Door de duidelijke link met de Katholieke Kerk, waren het de Spanjaarden, die het Carnaval naar Zuid Amerika brachten. Het Caraïbische Carnaval zijn exotische feesten met massa’s in veren getooide en schaars geklede swingende jongens en meisjes. Merkwaardig genoeg is deze Carnavals-variant later weer in onze streken terug gekeerd als Zomercarnaval, onder andere in Rotterdam. In Zuid-Amerika zijn de parade van Carnaval in Rio de Janeiro en het straatcarnaval van Salvador da Bahia, beiden in Brazilië, wereldberoemd. Het Carnaval van Santa Cruz de Tenerife op de Canarische eilanden, is er het kleine Europese zusje van. Hoewel de locale bisschop elk jaar weer tot soberheid en een kortere feestperiode maant, duurt het Carnaval op de eilanden vaak drie weken tot ruim een maand op Tenerife. Elke streek heeft er verkiezingen van haar Carnavals-koninginnen, in drie verschillende leeftijden, waarbij de ons zo bekende Prins Carnaval schittert door afwezigheid. Er zijn gala-avonden, per streek verschillende themafeesten en rituelen waarvan sommigen hun oorsprong hebben in het slavenverleden, en daar tussen door de “gewone” feestavonden. Het is er letterlijk elke nacht feest en sommige inwoners hebben voor elke avond een andere uitdossing, Het Carnaval van Venetië duurt twaalf dagen en is daarmee vergeleken heel wat ingetogener. In de tachtiger jaren van de vorige eeuw werd de Middeleeuwse traditie weer in ere hersteld en de Venetianen kleden zich dan ook vooral in historische stijl. Zij dragen schitterende, luxueuze kostuums en de prachtige, typisch Venetiaanse maskers.

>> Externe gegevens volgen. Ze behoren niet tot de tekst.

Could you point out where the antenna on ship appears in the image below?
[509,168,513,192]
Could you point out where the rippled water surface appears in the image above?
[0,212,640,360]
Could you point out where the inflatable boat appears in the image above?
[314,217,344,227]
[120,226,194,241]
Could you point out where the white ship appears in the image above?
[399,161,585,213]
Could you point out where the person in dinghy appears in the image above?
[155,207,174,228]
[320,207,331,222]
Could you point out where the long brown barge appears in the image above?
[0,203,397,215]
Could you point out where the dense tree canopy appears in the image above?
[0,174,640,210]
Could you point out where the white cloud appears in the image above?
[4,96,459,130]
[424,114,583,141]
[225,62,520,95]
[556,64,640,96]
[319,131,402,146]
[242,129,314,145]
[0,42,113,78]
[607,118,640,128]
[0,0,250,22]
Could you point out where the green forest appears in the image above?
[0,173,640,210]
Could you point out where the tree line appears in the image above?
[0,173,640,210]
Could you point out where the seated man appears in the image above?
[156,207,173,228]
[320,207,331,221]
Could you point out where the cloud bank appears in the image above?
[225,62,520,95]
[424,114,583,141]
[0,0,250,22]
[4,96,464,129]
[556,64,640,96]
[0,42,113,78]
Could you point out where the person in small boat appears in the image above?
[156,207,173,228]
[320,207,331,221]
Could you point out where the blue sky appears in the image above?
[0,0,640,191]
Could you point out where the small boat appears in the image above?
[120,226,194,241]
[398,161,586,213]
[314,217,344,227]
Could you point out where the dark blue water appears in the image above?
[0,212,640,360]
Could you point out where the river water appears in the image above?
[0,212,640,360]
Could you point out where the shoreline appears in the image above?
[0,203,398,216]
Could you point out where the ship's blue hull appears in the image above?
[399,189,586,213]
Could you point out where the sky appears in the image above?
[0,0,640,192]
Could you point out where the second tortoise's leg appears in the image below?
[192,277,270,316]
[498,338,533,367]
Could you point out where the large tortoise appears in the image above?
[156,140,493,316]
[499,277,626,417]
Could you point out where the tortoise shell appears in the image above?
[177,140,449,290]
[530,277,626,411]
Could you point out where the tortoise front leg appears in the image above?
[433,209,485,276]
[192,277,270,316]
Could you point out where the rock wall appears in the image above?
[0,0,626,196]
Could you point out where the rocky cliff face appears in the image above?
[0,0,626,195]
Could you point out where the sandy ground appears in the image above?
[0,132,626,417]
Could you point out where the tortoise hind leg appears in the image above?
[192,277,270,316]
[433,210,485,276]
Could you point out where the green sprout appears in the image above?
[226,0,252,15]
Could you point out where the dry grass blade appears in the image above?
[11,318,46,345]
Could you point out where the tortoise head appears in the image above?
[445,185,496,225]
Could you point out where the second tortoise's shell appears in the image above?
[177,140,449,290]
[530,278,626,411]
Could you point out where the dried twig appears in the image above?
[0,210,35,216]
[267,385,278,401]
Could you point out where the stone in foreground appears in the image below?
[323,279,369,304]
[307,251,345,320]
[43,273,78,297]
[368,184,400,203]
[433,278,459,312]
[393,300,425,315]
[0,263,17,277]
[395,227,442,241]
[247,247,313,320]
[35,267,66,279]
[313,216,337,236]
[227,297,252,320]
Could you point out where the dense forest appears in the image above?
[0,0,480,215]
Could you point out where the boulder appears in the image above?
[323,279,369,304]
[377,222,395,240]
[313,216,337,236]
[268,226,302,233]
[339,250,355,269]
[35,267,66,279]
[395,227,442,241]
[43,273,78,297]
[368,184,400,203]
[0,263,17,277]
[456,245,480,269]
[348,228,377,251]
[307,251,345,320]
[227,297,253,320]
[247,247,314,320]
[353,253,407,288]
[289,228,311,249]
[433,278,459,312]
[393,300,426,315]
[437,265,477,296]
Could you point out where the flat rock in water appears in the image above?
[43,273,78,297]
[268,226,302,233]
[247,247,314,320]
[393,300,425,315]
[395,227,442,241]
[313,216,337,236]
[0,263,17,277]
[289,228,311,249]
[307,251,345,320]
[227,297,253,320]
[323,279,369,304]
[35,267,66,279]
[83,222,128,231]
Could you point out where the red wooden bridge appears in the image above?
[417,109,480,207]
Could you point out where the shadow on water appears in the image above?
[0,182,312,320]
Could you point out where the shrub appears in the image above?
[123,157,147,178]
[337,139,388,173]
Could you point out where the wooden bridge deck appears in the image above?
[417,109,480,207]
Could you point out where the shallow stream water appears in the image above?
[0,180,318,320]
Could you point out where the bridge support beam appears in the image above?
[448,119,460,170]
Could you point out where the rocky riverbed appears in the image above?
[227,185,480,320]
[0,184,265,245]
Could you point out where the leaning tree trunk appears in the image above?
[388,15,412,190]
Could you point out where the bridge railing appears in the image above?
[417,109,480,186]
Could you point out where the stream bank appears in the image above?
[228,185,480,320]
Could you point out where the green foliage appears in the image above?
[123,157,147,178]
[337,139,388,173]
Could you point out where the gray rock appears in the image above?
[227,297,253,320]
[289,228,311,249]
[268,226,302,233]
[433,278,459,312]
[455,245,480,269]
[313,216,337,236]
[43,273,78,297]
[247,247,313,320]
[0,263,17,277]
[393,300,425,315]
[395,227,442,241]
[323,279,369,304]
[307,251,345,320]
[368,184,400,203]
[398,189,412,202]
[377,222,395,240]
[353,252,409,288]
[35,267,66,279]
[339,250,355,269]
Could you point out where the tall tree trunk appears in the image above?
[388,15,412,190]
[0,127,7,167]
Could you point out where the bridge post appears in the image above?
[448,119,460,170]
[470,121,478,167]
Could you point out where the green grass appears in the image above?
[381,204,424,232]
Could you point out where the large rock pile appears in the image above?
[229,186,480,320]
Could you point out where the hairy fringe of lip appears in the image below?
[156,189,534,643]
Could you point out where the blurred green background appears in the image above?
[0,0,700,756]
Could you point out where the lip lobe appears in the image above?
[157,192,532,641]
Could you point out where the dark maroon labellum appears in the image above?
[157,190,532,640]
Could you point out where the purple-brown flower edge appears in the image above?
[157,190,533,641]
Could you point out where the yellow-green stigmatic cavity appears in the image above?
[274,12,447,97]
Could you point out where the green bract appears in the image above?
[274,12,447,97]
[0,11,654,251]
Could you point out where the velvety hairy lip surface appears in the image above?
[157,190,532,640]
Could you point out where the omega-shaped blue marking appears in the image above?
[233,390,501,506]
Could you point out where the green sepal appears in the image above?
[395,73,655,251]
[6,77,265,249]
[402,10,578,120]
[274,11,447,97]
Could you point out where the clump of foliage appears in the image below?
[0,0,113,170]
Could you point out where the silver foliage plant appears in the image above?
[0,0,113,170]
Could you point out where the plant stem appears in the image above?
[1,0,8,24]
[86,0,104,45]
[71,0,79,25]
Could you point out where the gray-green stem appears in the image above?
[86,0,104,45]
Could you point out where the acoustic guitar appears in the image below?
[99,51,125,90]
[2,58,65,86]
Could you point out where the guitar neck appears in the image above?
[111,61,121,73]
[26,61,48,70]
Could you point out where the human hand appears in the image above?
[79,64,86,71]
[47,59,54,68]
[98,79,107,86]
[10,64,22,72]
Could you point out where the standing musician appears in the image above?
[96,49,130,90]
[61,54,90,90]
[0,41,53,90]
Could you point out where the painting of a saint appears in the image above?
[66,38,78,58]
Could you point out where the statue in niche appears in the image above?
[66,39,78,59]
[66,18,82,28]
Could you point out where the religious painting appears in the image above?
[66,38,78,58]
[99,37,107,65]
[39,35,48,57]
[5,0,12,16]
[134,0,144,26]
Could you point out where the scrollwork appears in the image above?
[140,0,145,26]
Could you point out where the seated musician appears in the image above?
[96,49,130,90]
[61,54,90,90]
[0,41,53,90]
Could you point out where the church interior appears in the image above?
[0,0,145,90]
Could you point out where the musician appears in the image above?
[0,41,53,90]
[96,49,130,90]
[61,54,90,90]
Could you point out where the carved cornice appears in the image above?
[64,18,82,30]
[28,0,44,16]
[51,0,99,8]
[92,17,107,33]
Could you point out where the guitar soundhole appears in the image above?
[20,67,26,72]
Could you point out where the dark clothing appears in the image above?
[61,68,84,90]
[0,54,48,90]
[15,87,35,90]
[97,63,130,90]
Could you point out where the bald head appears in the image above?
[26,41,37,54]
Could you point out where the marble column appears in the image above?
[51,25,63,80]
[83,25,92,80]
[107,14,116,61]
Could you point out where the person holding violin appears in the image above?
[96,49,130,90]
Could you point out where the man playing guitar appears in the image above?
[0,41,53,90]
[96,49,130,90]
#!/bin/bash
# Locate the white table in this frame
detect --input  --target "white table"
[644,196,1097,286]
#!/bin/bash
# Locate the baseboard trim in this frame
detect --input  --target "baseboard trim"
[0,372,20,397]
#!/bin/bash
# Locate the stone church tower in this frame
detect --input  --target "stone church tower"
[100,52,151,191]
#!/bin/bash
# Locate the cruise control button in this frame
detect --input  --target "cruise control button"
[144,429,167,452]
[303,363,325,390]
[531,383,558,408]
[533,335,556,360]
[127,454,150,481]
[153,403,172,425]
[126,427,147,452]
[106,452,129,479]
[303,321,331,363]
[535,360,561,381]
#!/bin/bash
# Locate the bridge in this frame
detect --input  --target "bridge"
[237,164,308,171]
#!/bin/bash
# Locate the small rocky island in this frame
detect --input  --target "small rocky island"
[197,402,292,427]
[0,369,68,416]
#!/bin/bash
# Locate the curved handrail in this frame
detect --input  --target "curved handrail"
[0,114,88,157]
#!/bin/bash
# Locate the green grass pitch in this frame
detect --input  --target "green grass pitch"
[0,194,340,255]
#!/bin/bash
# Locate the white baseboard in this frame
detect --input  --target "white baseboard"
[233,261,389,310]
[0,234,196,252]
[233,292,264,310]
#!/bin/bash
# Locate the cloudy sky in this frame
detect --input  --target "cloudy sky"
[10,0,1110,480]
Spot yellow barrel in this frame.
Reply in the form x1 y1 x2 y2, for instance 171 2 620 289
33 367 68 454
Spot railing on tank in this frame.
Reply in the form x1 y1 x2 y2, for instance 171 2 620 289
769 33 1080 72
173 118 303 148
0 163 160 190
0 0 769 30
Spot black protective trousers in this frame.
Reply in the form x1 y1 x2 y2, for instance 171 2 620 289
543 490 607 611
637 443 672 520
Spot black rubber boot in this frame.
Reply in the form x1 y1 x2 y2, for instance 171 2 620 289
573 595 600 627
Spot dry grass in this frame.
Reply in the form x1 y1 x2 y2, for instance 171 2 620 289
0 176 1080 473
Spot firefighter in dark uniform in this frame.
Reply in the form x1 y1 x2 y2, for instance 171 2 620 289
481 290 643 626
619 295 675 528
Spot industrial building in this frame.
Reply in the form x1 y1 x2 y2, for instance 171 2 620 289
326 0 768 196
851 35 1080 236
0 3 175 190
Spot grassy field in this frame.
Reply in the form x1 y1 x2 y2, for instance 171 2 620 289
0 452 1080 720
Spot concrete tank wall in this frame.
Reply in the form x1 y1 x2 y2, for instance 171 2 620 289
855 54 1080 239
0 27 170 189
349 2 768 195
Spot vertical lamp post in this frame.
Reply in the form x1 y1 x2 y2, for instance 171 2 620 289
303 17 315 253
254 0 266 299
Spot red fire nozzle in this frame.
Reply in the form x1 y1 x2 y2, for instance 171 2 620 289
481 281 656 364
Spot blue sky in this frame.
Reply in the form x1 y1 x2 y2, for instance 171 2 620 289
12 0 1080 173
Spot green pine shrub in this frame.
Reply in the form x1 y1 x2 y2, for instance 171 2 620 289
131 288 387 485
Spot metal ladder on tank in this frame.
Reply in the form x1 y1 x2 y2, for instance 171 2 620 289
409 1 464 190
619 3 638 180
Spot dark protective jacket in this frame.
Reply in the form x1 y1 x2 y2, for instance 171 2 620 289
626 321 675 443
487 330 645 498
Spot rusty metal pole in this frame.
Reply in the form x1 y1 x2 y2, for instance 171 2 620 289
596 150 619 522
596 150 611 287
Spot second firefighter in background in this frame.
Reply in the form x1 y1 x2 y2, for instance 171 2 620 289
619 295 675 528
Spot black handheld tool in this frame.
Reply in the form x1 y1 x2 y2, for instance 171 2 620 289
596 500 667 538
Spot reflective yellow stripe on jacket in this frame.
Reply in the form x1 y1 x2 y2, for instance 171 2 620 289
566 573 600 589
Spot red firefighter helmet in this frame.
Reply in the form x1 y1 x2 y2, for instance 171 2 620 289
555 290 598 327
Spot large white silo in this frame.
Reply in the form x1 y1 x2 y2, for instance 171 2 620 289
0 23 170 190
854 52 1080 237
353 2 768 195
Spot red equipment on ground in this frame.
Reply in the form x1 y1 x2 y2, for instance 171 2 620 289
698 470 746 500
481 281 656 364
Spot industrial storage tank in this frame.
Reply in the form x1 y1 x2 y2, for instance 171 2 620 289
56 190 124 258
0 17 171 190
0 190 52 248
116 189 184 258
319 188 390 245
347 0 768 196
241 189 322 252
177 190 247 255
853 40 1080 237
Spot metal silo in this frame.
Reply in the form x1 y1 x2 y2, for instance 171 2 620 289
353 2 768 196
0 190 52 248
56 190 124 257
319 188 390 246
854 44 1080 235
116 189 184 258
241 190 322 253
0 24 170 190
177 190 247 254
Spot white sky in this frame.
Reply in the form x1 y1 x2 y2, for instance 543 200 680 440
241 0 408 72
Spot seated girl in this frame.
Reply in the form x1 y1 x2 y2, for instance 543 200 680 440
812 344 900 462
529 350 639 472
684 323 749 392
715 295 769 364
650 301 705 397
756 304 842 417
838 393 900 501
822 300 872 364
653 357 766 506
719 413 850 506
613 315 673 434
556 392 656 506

Kortom, er bestaat Carnaval in verschillende smaken, je kunt bijna zeggen “voor ieder wat wils”. Kom je uit België of Zuid Nederland, dan is de leut er met de paplepel in gegoten. En heb je als nuchtere Nederlander van boven de rivieren niets op met de hossende meute in boerenkielen, dan is er altijd nog het exotische Caraïbische of het ingetogen Venetiaanse Carnaval.